Despite these challenges, spatial autocorrelation also presents opportunities for improving model predictions when the association between disease risk and the available environmental data is weak. Put simply, if disease risk exhibits some degree of spatial clustering, a location surrounded by sites with high disease risk would be expected to have a high disease risk, and a location surrounded by sites with low disease risk would be expected to have a low disease risk. Spatial interpolation based on associations with neighbouring sites can be implemented using a variety of statistical techniques. A study of the tick-borne pathogen Ehrlichia chaffeensis in the southern U.S. found that spatial interpolation based on indicator kriging outperformed logistic regression models based on environmental variables . Predictive mapping studies of tick distributions have applied methods such as co-kriging , and autologistic regression  to combine information about environmental relationships with spatial autocorrelation in a predictive framework.
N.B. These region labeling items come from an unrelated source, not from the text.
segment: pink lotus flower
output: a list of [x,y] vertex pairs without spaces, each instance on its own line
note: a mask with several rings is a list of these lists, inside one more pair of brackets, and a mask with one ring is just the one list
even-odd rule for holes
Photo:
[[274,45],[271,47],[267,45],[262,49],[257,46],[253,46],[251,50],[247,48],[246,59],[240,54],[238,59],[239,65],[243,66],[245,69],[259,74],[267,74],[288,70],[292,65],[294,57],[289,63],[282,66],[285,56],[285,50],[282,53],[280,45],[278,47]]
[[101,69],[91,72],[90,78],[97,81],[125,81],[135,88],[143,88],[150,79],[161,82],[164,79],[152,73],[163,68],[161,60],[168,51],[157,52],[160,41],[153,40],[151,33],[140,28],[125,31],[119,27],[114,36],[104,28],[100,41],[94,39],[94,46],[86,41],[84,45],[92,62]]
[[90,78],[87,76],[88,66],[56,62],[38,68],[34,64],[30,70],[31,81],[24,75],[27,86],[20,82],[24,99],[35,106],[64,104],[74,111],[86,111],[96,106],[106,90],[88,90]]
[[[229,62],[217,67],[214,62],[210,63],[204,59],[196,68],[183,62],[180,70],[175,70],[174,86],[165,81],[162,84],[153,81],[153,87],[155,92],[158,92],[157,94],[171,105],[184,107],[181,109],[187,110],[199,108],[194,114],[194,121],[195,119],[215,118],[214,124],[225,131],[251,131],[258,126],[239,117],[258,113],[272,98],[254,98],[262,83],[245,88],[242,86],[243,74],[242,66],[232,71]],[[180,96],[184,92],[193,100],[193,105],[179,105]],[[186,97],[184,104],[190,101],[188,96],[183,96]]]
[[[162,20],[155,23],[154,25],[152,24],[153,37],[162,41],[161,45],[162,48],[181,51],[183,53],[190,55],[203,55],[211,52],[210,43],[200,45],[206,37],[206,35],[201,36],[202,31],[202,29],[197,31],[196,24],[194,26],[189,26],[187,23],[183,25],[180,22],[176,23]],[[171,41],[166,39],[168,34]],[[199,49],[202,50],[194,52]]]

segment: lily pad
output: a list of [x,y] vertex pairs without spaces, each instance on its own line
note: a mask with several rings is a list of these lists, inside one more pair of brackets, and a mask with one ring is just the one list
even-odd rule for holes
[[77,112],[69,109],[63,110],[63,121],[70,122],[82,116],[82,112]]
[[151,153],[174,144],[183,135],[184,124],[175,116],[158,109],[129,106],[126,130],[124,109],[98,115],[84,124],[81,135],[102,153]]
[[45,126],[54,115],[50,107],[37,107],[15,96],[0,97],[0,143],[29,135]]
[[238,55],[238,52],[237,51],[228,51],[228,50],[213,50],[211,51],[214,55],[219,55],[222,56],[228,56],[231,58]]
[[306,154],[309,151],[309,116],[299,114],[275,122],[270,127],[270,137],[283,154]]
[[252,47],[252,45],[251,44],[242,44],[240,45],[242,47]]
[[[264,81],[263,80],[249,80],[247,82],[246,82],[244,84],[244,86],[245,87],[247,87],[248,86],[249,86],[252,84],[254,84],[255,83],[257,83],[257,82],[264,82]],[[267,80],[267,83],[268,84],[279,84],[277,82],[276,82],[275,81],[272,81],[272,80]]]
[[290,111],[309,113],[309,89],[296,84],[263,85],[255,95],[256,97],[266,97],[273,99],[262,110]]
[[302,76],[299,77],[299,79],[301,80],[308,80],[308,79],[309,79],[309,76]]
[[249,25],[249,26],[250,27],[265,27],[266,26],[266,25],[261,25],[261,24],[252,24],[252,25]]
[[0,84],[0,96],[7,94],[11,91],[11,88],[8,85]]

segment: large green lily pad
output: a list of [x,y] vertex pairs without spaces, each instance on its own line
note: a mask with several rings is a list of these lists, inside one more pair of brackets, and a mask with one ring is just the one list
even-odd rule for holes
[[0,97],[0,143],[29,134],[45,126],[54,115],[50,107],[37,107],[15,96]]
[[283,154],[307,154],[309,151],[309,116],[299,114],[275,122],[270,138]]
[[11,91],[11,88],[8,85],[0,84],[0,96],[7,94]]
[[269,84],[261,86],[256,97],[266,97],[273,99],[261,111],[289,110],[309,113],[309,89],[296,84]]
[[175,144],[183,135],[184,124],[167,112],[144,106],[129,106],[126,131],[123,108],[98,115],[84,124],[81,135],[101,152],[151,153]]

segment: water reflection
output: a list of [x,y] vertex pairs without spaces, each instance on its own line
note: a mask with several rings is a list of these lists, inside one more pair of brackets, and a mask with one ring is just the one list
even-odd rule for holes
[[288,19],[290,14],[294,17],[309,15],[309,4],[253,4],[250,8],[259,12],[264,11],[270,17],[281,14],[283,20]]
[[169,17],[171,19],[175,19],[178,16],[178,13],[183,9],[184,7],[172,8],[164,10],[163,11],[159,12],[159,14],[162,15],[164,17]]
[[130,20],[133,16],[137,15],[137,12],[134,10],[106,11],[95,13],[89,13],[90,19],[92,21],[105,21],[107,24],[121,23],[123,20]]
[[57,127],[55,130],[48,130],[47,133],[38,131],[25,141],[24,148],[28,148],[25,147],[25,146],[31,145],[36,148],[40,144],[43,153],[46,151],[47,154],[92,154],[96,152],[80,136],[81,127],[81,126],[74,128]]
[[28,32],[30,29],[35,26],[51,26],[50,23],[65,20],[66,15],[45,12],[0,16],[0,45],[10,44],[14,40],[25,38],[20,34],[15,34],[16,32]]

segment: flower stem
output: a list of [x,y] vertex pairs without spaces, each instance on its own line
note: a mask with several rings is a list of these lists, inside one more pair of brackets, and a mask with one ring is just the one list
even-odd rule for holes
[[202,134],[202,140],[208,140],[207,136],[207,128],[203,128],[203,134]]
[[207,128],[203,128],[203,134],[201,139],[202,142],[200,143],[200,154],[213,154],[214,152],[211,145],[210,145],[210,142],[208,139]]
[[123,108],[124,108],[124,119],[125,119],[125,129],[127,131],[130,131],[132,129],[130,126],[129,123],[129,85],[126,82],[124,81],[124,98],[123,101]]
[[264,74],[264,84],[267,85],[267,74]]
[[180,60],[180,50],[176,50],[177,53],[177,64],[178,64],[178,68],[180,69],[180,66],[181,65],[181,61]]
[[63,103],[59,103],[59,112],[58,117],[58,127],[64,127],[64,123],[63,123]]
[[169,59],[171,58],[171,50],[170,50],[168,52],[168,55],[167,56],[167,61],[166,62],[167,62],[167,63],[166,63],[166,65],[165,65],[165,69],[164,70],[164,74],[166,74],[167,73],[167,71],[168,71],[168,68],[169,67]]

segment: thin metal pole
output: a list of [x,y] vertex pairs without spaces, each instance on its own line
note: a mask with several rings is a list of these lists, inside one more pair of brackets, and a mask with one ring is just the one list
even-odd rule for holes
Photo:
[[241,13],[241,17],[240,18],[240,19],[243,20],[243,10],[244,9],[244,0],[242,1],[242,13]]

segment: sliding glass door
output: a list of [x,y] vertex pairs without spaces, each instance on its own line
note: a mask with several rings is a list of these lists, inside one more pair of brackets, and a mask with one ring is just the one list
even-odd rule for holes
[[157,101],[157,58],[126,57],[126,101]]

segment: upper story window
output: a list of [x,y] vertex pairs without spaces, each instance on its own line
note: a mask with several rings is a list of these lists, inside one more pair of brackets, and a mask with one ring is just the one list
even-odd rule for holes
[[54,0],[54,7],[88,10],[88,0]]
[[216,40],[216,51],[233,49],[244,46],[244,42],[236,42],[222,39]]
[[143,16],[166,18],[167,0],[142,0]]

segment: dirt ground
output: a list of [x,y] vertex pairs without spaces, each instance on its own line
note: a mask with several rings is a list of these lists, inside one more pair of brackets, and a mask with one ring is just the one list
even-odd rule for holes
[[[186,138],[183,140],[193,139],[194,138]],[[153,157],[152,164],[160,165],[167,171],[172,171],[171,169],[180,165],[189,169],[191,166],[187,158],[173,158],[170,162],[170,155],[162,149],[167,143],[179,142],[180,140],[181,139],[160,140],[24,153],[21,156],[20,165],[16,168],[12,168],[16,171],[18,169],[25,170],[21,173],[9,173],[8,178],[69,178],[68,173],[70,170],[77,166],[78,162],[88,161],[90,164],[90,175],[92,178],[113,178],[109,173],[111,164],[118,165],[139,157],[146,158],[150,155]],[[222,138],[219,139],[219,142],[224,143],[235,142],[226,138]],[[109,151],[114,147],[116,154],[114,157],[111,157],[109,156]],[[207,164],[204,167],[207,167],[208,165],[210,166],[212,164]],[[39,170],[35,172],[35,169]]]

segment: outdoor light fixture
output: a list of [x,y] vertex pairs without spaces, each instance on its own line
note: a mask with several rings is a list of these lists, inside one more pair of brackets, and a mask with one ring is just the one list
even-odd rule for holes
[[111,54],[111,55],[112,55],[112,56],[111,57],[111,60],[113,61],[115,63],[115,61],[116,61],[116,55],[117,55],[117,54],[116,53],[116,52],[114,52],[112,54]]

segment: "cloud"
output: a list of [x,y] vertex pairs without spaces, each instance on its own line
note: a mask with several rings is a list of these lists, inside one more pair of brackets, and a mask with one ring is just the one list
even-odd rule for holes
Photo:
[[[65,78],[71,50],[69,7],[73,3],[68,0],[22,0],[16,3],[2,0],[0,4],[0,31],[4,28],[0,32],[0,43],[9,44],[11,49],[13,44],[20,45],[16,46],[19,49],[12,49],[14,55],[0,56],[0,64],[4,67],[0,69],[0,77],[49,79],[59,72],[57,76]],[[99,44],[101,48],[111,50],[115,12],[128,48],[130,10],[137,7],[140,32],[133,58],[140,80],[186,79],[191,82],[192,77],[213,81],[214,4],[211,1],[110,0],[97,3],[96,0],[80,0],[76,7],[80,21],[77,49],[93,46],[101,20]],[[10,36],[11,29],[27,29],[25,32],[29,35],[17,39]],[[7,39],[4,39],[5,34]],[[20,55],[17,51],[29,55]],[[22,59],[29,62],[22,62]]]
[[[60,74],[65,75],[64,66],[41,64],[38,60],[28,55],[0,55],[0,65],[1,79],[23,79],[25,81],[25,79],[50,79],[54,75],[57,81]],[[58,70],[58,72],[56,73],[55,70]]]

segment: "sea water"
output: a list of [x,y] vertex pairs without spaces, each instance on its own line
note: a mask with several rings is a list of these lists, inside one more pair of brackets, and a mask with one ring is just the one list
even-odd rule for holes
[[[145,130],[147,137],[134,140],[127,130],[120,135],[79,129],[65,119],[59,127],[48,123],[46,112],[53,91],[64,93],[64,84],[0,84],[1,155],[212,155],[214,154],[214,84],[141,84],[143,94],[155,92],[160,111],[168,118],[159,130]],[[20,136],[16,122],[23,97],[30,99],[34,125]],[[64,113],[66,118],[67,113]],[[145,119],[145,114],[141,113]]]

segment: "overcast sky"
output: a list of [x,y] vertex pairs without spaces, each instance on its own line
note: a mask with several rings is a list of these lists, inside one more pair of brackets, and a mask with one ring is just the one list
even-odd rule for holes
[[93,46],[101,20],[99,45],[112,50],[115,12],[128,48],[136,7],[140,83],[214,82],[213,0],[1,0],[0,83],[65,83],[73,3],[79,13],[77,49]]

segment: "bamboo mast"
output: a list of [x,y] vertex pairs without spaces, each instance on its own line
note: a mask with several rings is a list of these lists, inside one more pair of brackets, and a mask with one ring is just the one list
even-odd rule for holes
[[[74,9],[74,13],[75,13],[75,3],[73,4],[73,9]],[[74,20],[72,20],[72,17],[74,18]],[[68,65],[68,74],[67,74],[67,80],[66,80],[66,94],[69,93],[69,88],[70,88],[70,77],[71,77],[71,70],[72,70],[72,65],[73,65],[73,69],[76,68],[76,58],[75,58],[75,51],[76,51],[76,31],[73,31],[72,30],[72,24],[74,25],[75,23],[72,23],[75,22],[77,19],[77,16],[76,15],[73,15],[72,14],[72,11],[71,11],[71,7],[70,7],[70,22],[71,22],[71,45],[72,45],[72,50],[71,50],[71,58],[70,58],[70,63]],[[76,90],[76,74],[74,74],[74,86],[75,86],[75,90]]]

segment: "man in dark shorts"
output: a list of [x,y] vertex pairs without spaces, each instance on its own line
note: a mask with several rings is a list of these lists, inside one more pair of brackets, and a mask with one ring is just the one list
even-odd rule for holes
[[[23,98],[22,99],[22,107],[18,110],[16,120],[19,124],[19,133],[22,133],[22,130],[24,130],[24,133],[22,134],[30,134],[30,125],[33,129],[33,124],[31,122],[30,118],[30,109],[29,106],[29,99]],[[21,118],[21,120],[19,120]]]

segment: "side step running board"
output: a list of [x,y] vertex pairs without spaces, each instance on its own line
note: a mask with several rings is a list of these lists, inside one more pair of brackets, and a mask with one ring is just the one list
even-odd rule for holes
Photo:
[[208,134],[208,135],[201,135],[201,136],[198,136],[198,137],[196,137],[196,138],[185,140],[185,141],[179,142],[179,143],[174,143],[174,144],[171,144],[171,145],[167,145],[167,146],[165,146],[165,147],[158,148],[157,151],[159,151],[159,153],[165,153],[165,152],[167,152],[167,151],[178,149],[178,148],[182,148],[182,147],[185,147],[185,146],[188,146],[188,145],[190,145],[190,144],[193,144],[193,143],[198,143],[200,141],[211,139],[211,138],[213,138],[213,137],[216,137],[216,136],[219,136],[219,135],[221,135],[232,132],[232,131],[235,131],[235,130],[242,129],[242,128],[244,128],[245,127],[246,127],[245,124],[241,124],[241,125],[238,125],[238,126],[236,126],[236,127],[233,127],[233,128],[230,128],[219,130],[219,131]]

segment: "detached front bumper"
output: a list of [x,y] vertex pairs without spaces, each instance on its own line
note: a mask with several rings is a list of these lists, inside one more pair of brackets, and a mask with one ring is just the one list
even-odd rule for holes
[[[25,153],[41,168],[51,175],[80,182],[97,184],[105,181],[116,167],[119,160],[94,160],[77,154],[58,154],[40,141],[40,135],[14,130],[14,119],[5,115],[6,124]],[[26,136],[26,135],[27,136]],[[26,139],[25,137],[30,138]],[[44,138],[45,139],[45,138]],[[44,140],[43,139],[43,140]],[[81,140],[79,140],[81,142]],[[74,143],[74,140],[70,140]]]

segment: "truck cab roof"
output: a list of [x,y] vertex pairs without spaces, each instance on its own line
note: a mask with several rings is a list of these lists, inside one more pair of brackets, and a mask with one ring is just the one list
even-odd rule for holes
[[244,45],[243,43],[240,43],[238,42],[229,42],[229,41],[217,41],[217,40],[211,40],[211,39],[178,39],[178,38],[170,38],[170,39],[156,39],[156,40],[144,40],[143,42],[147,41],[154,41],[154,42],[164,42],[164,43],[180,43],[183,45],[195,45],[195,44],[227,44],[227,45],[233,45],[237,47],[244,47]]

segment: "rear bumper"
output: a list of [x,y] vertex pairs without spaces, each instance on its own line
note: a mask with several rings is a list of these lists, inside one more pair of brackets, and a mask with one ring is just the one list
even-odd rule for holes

Another consideration in developing disease risk models is the phenomenon of spatial heterogeneity  (also referred to as spatial non-stationarity ), which occurs when the influences of environmental variables on disease risk are not uniform across the region of interest. For example, sub-regional logistic regression models provided evidence of geographically varying environmental constraints on the distribution of E. chaffeensis and yielded more accurate predictions of pathogen presence than a single model fitted for the entire region . Similarly, the relationship between climate and the distribution of Ixodes ricinus in Europe was found to vary across ecoregions . Statistical techniques such as geographically weighted regression (GWR)  have been developed specifically to analyze the spatial variability of regression parameters, but have only recently been applied to analyze spatial patterns of disease risk [17–19]. The implication for spatial modelling is that if there is indeed spatial variability in the relationships between disease risk and environmental variables, models that explicitly account for this heterogeneity are likely to yield more accurate predictions
This study compared alternative methods for developing predictive maps of the geographic distributions of two tick-borne pathogens in the southern United States. Ehrlichia chaffeensis, the causative agent of human monocytotropic ehrlichiosis, is transmitted by Amblyomma americanum (lone-star tick). Anaplasma phagocytophilum, the causative agent of human granulocytotropic anaplasmosis (previously called HGE agent), is transmitted by Ixodes scapularis (black-legged tick). E. chaffeensis is maintained in a zoonotic cycle that includes white-tailed deer (Odocoileus virgnianus) as a keystone host for larval, nymph, and adult A. americanum  and the primary reservoir for E. chaffeensis . In contrast, A. phagocytophilum is maintained in a zoonotic cycle in which white-tailed deer are a primary hosts for adult I. scapularis, but additional bird and mammal species are required to serve as hosts for the larval and nymph stages . The white-footed mouse, Peromyscus leucopus, is a particularly important host for immature I. scapularis in the eastern United States and is also a competent reservoir for A. phagocytophilum . In general, A. americanum is more tolerant of desiccation than I. scapularis and can occupy more exposed microsites and remain active at lower humidity [24, 25].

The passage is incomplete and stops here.